I have found that the new formulation of Estate Eggshell gets very gloopy in use. 

It is worth diluting it with a bit of water (2-5%) before using it.

Use two brushes...as the paint starts to dry and go gloopy on one of the brushes, stick it in a jam jar of water. Then swap over when the second brush starts to get gloopy.

Use synthetic bristles.

Complaints that it takes a long time to dry/go hard. Try and avoid applying the paint too thickly as the topmost few molecules go dry very quickly and this stops the water coming out of the paint layers underneath thus taking a long time to dry hard.

If painting in a centrally heated room, turn it off while painting!

Keep the paint at room temperature...ie warm.

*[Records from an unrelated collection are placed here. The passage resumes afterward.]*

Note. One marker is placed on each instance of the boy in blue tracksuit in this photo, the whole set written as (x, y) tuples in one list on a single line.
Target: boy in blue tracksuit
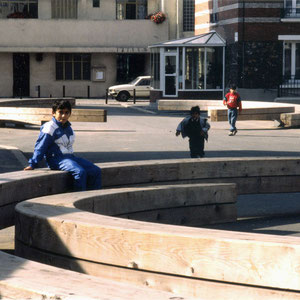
[(55, 143)]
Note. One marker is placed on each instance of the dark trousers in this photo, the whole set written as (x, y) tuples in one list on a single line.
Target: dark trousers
[(232, 117), (196, 147)]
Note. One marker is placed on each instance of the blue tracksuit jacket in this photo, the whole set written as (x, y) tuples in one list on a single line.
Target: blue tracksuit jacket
[(55, 143)]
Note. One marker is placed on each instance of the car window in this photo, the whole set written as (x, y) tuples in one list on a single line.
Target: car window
[(144, 82), (133, 82)]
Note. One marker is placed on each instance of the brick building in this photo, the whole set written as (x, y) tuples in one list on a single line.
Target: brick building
[(81, 47), (262, 40)]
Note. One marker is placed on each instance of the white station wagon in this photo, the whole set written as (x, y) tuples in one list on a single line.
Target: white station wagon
[(124, 91)]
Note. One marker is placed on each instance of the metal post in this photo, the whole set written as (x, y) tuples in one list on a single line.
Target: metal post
[(106, 96)]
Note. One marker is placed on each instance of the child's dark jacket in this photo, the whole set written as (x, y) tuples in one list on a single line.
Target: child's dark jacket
[(192, 129)]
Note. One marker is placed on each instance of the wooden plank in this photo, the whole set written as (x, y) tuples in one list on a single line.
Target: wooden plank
[(187, 216), (235, 257), (53, 283), (187, 169), (290, 119), (185, 286), (131, 200)]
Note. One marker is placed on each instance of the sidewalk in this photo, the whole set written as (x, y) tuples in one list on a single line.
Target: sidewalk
[(139, 132)]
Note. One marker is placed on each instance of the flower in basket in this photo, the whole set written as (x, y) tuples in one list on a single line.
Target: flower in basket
[(158, 17)]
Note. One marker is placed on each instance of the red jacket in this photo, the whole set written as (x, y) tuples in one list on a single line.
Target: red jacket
[(233, 100)]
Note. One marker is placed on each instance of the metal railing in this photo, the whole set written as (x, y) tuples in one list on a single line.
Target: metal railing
[(290, 13), (289, 86)]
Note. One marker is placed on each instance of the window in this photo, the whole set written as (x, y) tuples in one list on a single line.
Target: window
[(155, 68), (144, 82), (18, 9), (292, 8), (64, 9), (73, 67), (204, 68), (291, 60), (96, 3), (188, 15), (131, 9)]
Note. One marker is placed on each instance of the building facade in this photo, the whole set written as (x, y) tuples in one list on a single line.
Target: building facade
[(79, 48), (262, 39)]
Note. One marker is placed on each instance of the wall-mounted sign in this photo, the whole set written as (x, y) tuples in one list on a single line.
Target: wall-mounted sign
[(99, 73)]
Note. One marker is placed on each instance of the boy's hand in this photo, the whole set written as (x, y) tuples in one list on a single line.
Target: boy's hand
[(28, 168)]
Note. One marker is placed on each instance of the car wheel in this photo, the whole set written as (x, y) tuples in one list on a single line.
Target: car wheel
[(123, 96)]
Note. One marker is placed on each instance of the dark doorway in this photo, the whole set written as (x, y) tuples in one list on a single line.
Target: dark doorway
[(21, 74), (129, 66), (131, 11)]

If painting doors, paint any mouldings first. Then use a roller on the rails and then layoff with the brush onto the stiles.

Work fast.

Hope these tips might be of help to someone and save a bit of heartache.


----------



## Kalimna (14 Dec 2011)

Ive used F&B quite a bit in my house, and have been very happy with the results (excepting a deep red which I just couldnt get an even surface 'matt-ness' with). Ive only used it with a roller however - any idea how a roller might work with the new formulation?
We still have a couple of rooms to decorate, you see....

Cheers,
Adam


----------



## jasonB (14 Dec 2011)

Roger your title says emulsion but the text says eggshell. :? 

I assume you are talking eggshell as it mentions painting doors & mouldings.

J


----------



## gus3049 (14 Dec 2011)

I used to use F&B eggshell for spraying my kitchens. They didn't inform me they were changing to water based. made a right mess of my spraygun.

However, I never did succeed with the stuff and haven't use it since. Even after the big clean and mixed at 50% it wouldn't spray well and wouldn't dry properly. In fact after two years, I tried to tile a wall that had some overspray on it and the stuff just peeled off when I rubbed it with my fingers. Useless I reckon - bring back the ungreen mix..


----------



## RogerS (14 Dec 2011)

jasonB":2wy2xspq said:


> Roger your title says emulsion but the text says eggshell. :?
> 
> I assume you are talking eggshell as it mentions painting doors & mouldings.
> 
> J



Thanks, Jason..now corrected!


----------



## hanser (14 Dec 2011)

F&B Estate Eggshell has been my preferred paint finish for a number of years......and having finally exhausted 'supplies' of old formulation I was a little anxious as to how I'd find the new water based stuff. Have to say it's been fine - I've recently brushed/rolled through a 2.5L tin with no problem whatsoever. I've used bristle brushes and a 4 in roller. There is joy in being able to rinse out your brushes/roller under the tap at the end of the paint job. Dunno yet if its as hard wearing as the other stuff but it certainly looks ok.


----------